Pathfinding on the Wey, from Pyrford Lock southwards

Paddlers : Lucy, Sarah, Stuart, Dave, Stephen

On a beautiful day with a strong southerly breeze and a good flow, we launched kayaks to explore the Wey, heading south along the navigation through Walsham Gates and Newark Lock. Half a mile after Newark Lock and 35 minutes into the paddle we turned west, leaving the navigation (the Broadmead Cut, here) for the backwaters of the old river.
What did we know? That if we paddled for a couple of miles or so we’d get to an old factory straddling the river, where we could portage across a field and launch again, dodging a weir and in the blink of an eye, make the navigation once more to make a fine round trip.
What we didn’t know was that the river, rural, remote and fast-flowing, had other plans. After 45 minutes of great paddling and threading the boats through fallen branches we came up against a small wood that had upped itself and now lay like a sleeping dog across our path. With no chance of landing or portage we turned our noses to the flow and with a strengthening wind shot back the way we’d come… read Stephens full report from the link on the trip reports page.

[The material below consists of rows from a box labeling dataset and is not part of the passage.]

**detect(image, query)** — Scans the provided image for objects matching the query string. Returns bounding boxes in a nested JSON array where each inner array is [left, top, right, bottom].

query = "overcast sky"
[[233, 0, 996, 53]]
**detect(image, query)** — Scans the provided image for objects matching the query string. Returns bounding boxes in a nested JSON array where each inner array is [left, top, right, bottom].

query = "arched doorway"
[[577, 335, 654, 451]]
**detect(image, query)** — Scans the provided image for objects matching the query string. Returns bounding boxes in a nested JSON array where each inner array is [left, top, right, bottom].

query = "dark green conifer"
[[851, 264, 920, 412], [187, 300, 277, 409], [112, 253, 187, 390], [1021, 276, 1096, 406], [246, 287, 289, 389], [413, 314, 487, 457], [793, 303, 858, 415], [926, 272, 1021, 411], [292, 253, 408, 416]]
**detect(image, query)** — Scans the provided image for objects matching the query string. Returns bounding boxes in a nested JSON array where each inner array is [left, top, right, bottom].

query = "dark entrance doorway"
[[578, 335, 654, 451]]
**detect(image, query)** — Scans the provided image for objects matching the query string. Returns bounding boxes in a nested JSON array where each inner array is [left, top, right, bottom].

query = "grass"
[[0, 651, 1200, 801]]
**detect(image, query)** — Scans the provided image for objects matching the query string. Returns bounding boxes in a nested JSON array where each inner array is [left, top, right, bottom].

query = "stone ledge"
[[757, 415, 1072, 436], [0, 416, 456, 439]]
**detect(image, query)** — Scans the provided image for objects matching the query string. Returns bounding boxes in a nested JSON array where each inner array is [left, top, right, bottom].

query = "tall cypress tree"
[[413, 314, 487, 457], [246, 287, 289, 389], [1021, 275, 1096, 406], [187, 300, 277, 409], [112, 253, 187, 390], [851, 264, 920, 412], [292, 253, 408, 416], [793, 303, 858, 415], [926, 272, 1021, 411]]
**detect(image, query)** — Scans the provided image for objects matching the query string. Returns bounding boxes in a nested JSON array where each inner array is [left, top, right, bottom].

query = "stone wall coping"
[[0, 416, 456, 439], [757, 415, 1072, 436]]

Back at Newark, and game for more adventure, we turned into the Abbey Stream, a reputedly private waterway for which we took the precaution of scrawling “Kingston Canoe Club” on our boats! before paddling to the ruins of Newark Priory, victim of Henry’s break with Rome and later, locals stealing its stones for roads.  Crows or rooks, I couldn’t see which, were riding the wind, screeching and diving above the walls. A short way past the abbey we hit the expected obstruction that stops kayakers making it a round trip, and so headed back to join the river once more.
Returning to Pyrford, on the stretch of water before the Wey meets the navigation at Walsham Gates, heads and hands to the paddle we outpaced a chugging narrow boat. The tillerman wasn’t amused.
With twists and turns we logged around 8.5 miles in 3 hours, with seat of pants manoeuvring through lovely country and no dunkings.  Joy!